Women are far more likely to be the principle decision maker than men when it comes to household finances, according to child trust fund (CTF) provider Family Investments.
Contrary to established stereotypes, its research shows that 59 per cent of women are in the driving seat when it comes to money, leaving men with a mere 41 per cent share.
Women also had a better understanding of children's savings products, according to Family Investments. An impressive 62 per cent of women respondents were aware that a child trust fund is a tax-efficient savings product compared with 52 per cent of men.
The survey showed that mums are more likely to set up a child trust fund
and to top it up than dads. And that 37 per cent of women have been inspired to set up additional savings vehicles since arranging a child trust fund.
In terms of online banking
, two-thirds of women prefer to manage their finances over the internet, according to the survey; however, just 20 per cent of women currently set up bank or building society accounts online.
The top ten reasons women gave for opening a new savings account were: a good interest rate; online account access; ease of opening the savings account
; government incentives; tax-efficiency; good customer service; a regular way to save; good security systems; savings account provider reputation; and promotional incentives.
Head of savings and investments, Miles Bingham, says: "The ability to set-up and access your personal finances online is becoming more and more essential. Women usually set up their child's CTF and we have provided this service in response to their needs. 88 per cent of mums say that they will monitor finances more frequently if they can do so online."

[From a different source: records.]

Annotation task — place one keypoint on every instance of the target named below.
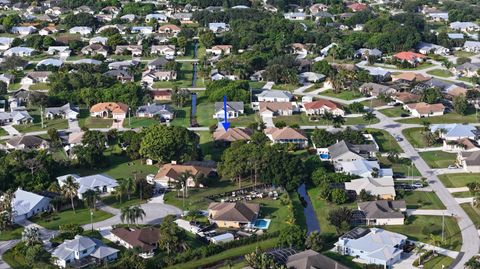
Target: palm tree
(70, 190)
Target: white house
(84, 251)
(27, 204)
(373, 245)
(99, 183)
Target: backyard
(438, 159)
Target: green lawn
(415, 137)
(394, 112)
(385, 141)
(416, 228)
(422, 200)
(458, 180)
(81, 217)
(14, 233)
(399, 168)
(450, 117)
(440, 73)
(438, 262)
(438, 159)
(345, 95)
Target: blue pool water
(262, 224)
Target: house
(471, 46)
(33, 77)
(321, 106)
(23, 30)
(310, 259)
(270, 109)
(233, 215)
(169, 29)
(357, 7)
(156, 17)
(150, 76)
(376, 90)
(170, 172)
(295, 16)
(344, 151)
(383, 212)
(372, 245)
(423, 110)
(113, 110)
(167, 50)
(66, 111)
(467, 70)
(464, 26)
(218, 27)
(134, 50)
(82, 30)
(28, 204)
(19, 51)
(95, 49)
(232, 135)
(164, 112)
(411, 57)
(287, 135)
(274, 96)
(363, 168)
(469, 160)
(405, 97)
(100, 183)
(381, 187)
(220, 50)
(26, 143)
(120, 75)
(143, 239)
(234, 110)
(83, 251)
(427, 48)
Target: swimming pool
(261, 224)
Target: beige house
(233, 215)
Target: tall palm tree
(70, 190)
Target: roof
(383, 209)
(424, 108)
(320, 103)
(239, 211)
(285, 133)
(145, 238)
(175, 170)
(24, 201)
(233, 134)
(309, 259)
(110, 106)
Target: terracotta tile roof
(110, 106)
(320, 103)
(285, 133)
(424, 108)
(233, 134)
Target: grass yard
(438, 159)
(14, 233)
(458, 180)
(81, 217)
(399, 168)
(345, 95)
(385, 141)
(419, 228)
(438, 262)
(394, 112)
(440, 73)
(422, 200)
(450, 117)
(415, 137)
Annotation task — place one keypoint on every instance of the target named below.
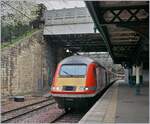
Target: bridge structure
(120, 28)
(73, 29)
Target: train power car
(77, 81)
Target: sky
(59, 4)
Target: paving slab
(120, 104)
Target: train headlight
(86, 88)
(82, 88)
(53, 88)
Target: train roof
(77, 59)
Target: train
(78, 80)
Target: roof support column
(139, 79)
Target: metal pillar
(130, 77)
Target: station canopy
(124, 27)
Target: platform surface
(120, 104)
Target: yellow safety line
(111, 110)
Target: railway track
(70, 117)
(10, 115)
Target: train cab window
(73, 70)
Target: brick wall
(27, 66)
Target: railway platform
(120, 104)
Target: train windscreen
(73, 70)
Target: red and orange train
(78, 80)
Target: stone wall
(27, 66)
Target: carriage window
(73, 70)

In response, Family Investments has set up a new online wizard, which, according to Mr Bingham, enables "mums to monitor their child's CTF and manage many aspects of the account. When their child is older, Online Wizard can even be used to teach children about the value of saving regularly - online wizard can help predict what the final value of the fund could be."
Customers can register online to check the value of their child's trust fund, top up their child's account, view statements, find out their remaining annual allowance, and find out how much their account may be worth when they reach 18.
"We have already seen how much internet access will mean to parents - online wizard received more than 1,400 registrations within hours of its launch," says Mr Bingham.